2 de Janeiro de 2018

A 2 de Janeiro, o site de tecnologia britânico The Register foi o primeiro a publicar uma notícia sobre “um defeito de fabrico nos chips da Intel”. Baseava-se na mensagem de Lendacky e em muita da investigação disponível na Internet sobre execução especulativa. O resto da imprensa foi rápida a pegar no assunto.

Com a informação a circular online, as empresas, que já tinham actualizações de segurança preparadas, não puderam fazer os testes finais e tiveram de apressar o lançamento. Nos primeiros meses de 2018, várias das actualizações da Microsoft para os sistemas AMD foram interrompidas depois de provocarem falhas em alguns computadores. Os problemas foram corrigidos, mas qualquer actualização para proteger uma máquina do Spectre ou do Meltdown continua a vir com avisos de que podem tornar os sistemas mais lentos. 
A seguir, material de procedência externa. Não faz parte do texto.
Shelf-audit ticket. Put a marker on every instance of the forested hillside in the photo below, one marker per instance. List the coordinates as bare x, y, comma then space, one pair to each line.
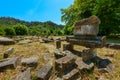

Um ano mais tarde, muitas pessoas já se esqueceram do caso. Pedro Teixeira não se surpreende: “Volta e meia, existe mais um alarido de segurança. As pessoas perdem a noção do que está a acontecer.”

“Não está a ser ignorado”, garante, por seu lado, Thomas Prescher, o antigo trabalhador da Intel. “Pelo menos na minha bolha. Os profissionais de cibersegurança continuam a investir em formas de resolver o problema. O público em geral, como não percebe o que se está a passar, já desistiu.”